Berlin , 26 May:The Defence Minister Shri AK Antony drove down to the Berlin War Cemetery Monday morning to pay homage to the Indian soldiers who had lost their lives during the World War II between 1939 and 1945. It was a simple but solemn ceremony.
Immediately after the arrival of Shri Antony at the Cemetery, a small detachment of the smartly dressed German Guards stepped forward to aid the Minister to place a wreath at the Memorial on which it is inscribed ‘ Their name liveth for ever more’. As the delegation members stood in silence for two minutes, the last post was sounded marking the end of the ceremony. Shri Antony, thereafter, took a walk around the cemetery and went to the area where the graves of the Indian soldiers are located. Two priests chanted prayers and the delegation members placed rose stalks at the graves.

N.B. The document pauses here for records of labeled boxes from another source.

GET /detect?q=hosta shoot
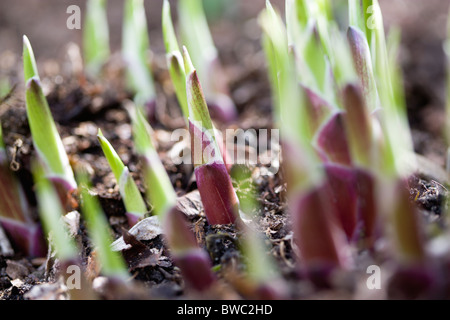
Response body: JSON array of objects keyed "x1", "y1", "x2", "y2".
[
  {"x1": 128, "y1": 104, "x2": 215, "y2": 291},
  {"x1": 97, "y1": 129, "x2": 148, "y2": 226},
  {"x1": 23, "y1": 36, "x2": 77, "y2": 193},
  {"x1": 178, "y1": 0, "x2": 237, "y2": 123},
  {"x1": 183, "y1": 48, "x2": 239, "y2": 224},
  {"x1": 0, "y1": 124, "x2": 46, "y2": 257}
]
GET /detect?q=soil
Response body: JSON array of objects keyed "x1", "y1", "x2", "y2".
[{"x1": 0, "y1": 0, "x2": 448, "y2": 300}]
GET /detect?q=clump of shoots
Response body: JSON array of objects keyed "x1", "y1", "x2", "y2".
[
  {"x1": 83, "y1": 0, "x2": 110, "y2": 76},
  {"x1": 77, "y1": 167, "x2": 129, "y2": 281},
  {"x1": 128, "y1": 104, "x2": 215, "y2": 291},
  {"x1": 183, "y1": 48, "x2": 239, "y2": 224},
  {"x1": 23, "y1": 36, "x2": 77, "y2": 201},
  {"x1": 179, "y1": 0, "x2": 237, "y2": 123},
  {"x1": 32, "y1": 160, "x2": 95, "y2": 300},
  {"x1": 260, "y1": 2, "x2": 351, "y2": 283},
  {"x1": 97, "y1": 129, "x2": 148, "y2": 227},
  {"x1": 0, "y1": 124, "x2": 47, "y2": 257},
  {"x1": 122, "y1": 0, "x2": 156, "y2": 118}
]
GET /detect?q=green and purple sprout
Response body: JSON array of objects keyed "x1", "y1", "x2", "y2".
[
  {"x1": 178, "y1": 0, "x2": 237, "y2": 123},
  {"x1": 23, "y1": 36, "x2": 77, "y2": 201},
  {"x1": 0, "y1": 124, "x2": 47, "y2": 257},
  {"x1": 128, "y1": 104, "x2": 216, "y2": 291},
  {"x1": 260, "y1": 2, "x2": 352, "y2": 282},
  {"x1": 77, "y1": 167, "x2": 129, "y2": 281},
  {"x1": 183, "y1": 48, "x2": 239, "y2": 224}
]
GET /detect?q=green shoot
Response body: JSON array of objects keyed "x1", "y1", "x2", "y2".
[
  {"x1": 179, "y1": 0, "x2": 237, "y2": 123},
  {"x1": 23, "y1": 36, "x2": 77, "y2": 191},
  {"x1": 97, "y1": 129, "x2": 147, "y2": 226},
  {"x1": 83, "y1": 0, "x2": 110, "y2": 76}
]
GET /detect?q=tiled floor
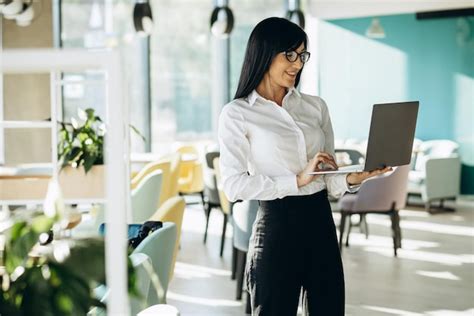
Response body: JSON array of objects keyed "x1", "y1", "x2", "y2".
[{"x1": 168, "y1": 200, "x2": 474, "y2": 316}]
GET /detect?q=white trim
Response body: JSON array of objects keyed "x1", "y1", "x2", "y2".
[
  {"x1": 0, "y1": 17, "x2": 5, "y2": 165},
  {"x1": 0, "y1": 49, "x2": 130, "y2": 315},
  {"x1": 0, "y1": 120, "x2": 53, "y2": 128}
]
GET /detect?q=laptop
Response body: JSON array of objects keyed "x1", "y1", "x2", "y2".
[{"x1": 309, "y1": 101, "x2": 419, "y2": 174}]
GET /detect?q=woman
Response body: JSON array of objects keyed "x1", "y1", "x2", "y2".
[{"x1": 219, "y1": 18, "x2": 389, "y2": 316}]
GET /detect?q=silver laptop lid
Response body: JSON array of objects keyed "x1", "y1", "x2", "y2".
[{"x1": 364, "y1": 101, "x2": 419, "y2": 171}]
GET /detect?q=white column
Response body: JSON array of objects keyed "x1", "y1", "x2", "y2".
[
  {"x1": 211, "y1": 0, "x2": 231, "y2": 140},
  {"x1": 105, "y1": 52, "x2": 130, "y2": 315}
]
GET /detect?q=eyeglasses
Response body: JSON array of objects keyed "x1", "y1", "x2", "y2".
[{"x1": 282, "y1": 50, "x2": 311, "y2": 64}]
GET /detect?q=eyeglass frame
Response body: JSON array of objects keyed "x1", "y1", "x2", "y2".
[{"x1": 282, "y1": 50, "x2": 311, "y2": 64}]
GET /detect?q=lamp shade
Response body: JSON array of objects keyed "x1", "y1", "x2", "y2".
[
  {"x1": 210, "y1": 6, "x2": 234, "y2": 36},
  {"x1": 286, "y1": 9, "x2": 305, "y2": 29},
  {"x1": 15, "y1": 4, "x2": 35, "y2": 26},
  {"x1": 133, "y1": 2, "x2": 153, "y2": 36}
]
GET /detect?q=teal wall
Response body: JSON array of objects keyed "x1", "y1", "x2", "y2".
[{"x1": 318, "y1": 14, "x2": 474, "y2": 194}]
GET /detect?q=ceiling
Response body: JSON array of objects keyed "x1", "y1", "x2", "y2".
[{"x1": 307, "y1": 0, "x2": 474, "y2": 19}]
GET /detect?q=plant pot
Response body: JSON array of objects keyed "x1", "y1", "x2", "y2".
[{"x1": 59, "y1": 165, "x2": 105, "y2": 200}]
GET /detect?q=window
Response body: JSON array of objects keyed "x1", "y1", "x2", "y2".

In the Cemetery record book, the Defence Minister wrote,’ I salute to the heroic memory of the Indian soldiers who sacrificed their precious lives’.
The Berlin War Cemetery is located in the Western part of the City. Almost 3600 casualties from the Commonwealth countries are commemorated at this site. The majority are airmen who lost their lives in air raids over Berlin and the towns of Eastern Germany. The remaining were men who died as prisoners of war, some of them in the forced march into Germany from camps in Poland, in front of advancing Russians.
A total of 162 soldiers of undivided India have been laid to rest in 17 locations in Germany. Of these, 50 have been commemorated in the Berlin War Cemetery. The soldiers laid to rest here belong to Indian Armoured Corps, Indian Artillery, Infantry, Royal Indian Army Service Corps, Madras Sappers and Miners, Indian Army Remount Corps and Indian Army Ordnance Corps.
The Berlin War Cemetery is maintained by the Commonwealth War Graves Commission. The cost of the maintenance is shared by the partner nations, including India. The site for the Cemetery was selected by the British Occupation Authorities and Commission officials jointly in 1945, soon after the hostilities ceased. Graves were brought to the Cemetery from the Berlin area and from Eastern Germany.